To explain why eggs are offered to the serpent, I will be shamelessly plundering an excellent essay by Hermetic artist Harry Wendrich for the newsletter of the Network of Leyhunters. He explains some of the symbols that archaeologists have unearthed in connection with the so-called Serpent Cults.
The Tree and the Serpent
The tree is locked into the Earth. Its trunk is phallic, its branches represent many serpents from the one. The leaves represent the magnetic frequency we call archetypes, which need to be balanced before the serpent rises….
[This is also the origin of all those ancient gods hanging from trees, like Attis, Lleu Llaw Gyffes and Odin, and Jesus hanging from the cross representing the Sun crossing the equinox].
Serpent Fire
The Serpent Fire rises as the archetypal energies are balanced. It purifies the chakras as it slowly rises and as it gathers ferocity, it eventually collapses into a silver line from the top of the head to the bottom of the spine, creating the Nehushtan, the path for the rising serpents.
The Egg and the Serpent
The first serpents that are met are very lethargic, and need to be fed to awaken them. The egg is what is fed to the serpent, in preparation to rise.
The Great Dragon
The Great Dragon is a [female] large serpent and is associated with the Earth herself. It is the ultimate quest of the Serpent path.
He continues:
“Put very simply, the Great Earth Dragon is subconsciousness itself, symbolised by a great ocean, and we have our own consciousness within her. To raise such a vast and powerful form within the human gestalt is not possible, as a human body cannot sustain such a power.
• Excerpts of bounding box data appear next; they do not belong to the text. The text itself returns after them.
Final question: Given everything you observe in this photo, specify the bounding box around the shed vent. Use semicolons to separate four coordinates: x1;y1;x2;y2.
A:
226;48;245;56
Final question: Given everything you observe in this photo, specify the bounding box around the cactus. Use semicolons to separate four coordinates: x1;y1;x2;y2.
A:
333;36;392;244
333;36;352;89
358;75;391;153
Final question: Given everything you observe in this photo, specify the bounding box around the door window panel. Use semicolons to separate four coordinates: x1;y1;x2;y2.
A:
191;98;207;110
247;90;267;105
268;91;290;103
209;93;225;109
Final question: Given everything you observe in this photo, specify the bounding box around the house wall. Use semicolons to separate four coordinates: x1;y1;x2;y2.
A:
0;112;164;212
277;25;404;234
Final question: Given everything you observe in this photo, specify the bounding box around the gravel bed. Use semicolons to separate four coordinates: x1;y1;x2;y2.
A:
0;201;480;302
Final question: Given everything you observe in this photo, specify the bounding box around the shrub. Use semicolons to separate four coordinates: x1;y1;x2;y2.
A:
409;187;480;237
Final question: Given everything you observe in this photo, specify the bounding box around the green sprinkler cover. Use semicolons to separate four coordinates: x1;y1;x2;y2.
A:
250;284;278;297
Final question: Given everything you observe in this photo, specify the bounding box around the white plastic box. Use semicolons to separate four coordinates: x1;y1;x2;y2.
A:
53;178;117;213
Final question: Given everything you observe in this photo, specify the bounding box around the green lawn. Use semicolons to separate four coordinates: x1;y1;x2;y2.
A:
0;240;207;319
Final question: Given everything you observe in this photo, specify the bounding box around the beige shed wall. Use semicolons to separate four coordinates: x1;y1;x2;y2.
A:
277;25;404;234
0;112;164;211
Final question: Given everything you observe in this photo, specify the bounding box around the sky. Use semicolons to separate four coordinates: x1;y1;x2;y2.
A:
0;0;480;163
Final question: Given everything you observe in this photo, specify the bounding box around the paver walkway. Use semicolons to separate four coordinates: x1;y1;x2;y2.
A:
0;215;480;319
Yet, if along the path, the soul has learnt its lessons and has detached itself from the world/flesh, it is possible for the soul to detach itself from the body and be risen up with the force of the Dragon, allowing the full descent of the Neshamah to manifest on Earth.”
This state comes about through our own personal spiritual evolution when, hand in hand with our spirit guides, we find our selfish desires dropping away, and our ego becoming much more in harmony with our Destiny.
However, I appreciate that my explanation of this ‘other’ cognitive framework for understanding how the universe works may still not satisfy those who like to find their proof inside a laboratory test tube, but it is the experience of mystics, healers and shamans the world over and has been for millennia. It is also why mind-body-spirit healing techniques and therapies which conduct serpentine energies are so effective.